The Indianapolis City-County Council is slated to vote Monday night on the updated municipal sign ordinance, which for the first time in decades makes comprehensive changes to regulations concerning the size, aesthetics and locations of signs and advertisements in Indianapolis.

Neighborhood leaders cheered when the proposed ordinance passed passed out of committee earlier this month with a unanimous vote after council members stripped a provision that would have allowed digital billboards in Indianapolis.

The ordinance, if passed Monday night, also includes several big rule changes for business signs that some residents say have been flying under the radar throughout the approval process. 

“The major part of the ordinance is the business sign portion,” said Ed Williams, a former city planner and current land-use consultant who often works for the business sign industry. “Billboards have always gotten too much attention because there are so many people who hate them.”

One of the biggest proposed changes involves significant height restrictions for freestanding pole and pylon commercial signs. Pole signs are those where the face is attached to one or more poles anchored in the ground. Pylon signs have their face attached to a base consisting of supports that are anywhere from 20 percent to 100 percent of the width of the widest part of the sign face.

Currently, pole and pylon signs are permitted to stand 40 feet tall in most commercial and industrial zoning districts, and 25 feet in office and mixed-use areas. 

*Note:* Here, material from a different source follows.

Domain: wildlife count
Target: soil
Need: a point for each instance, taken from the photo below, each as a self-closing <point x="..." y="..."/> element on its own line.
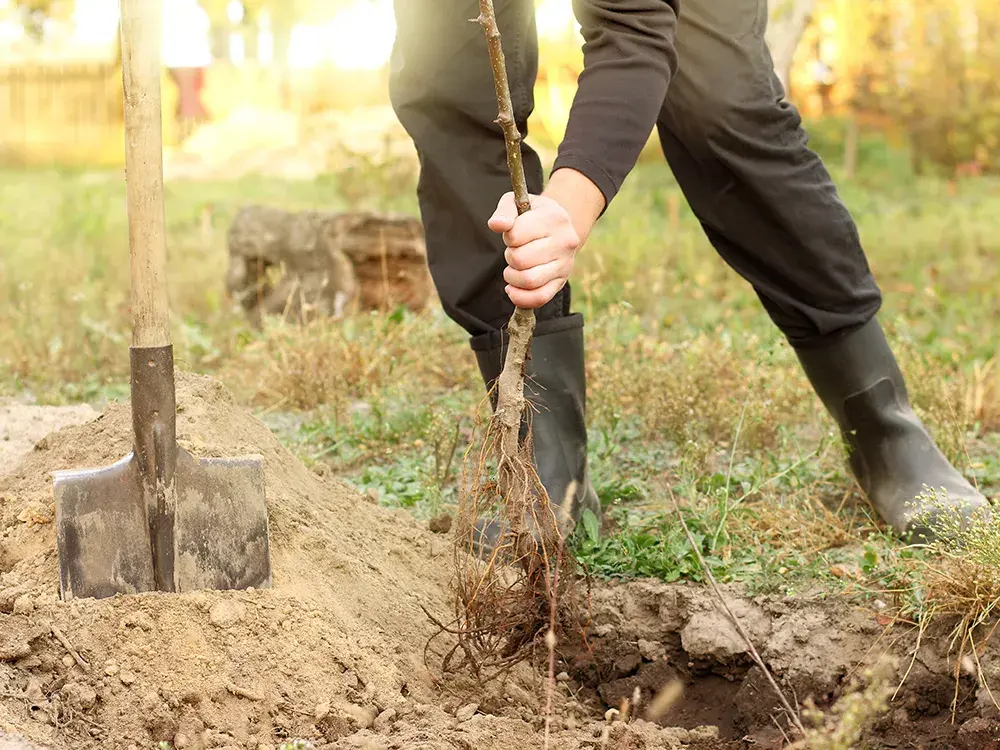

The proposed new ordinance sets the maximum height at 25 feet tall for pylon signs in commercial, industrial and mixed-used districts. Pole signs are allowed to be 20 feet tall in commercial and industrial districts. Existing signs are grandfathered in as long as the size, location or height is unchanged.

Williams said the height restrictions “will have a monumentally negative impact on the Marion County business community.” 

“The change is based purely on aesthetics, which is subjective and, therefore, relative to individual preferences, and which is a very poor basis for legislation,” Williams said. “Many businesses and institutions depend on adequate identification and public exposure for success.”

But the city of Indianapolis says the rationale for the change is that “contemporary sign codes are moving toward shorter signs that are closer to the right-of-way,” according to communications officer Andrea Watts of the Department of Metropolitan Development. 

“This lends itself to a more neighborhood commercial design scenario," Watts told IBJ, "rather than towering signs that are out of scale as compared to right-of-ways."

The ordinance has been making its way through the approval process for months. It passed the Metropolitan Development Commission unanimously in early December. And after postponing a January council committee vote on the ordinance over the digital billboard provision, it passed out of committee Feb. 11.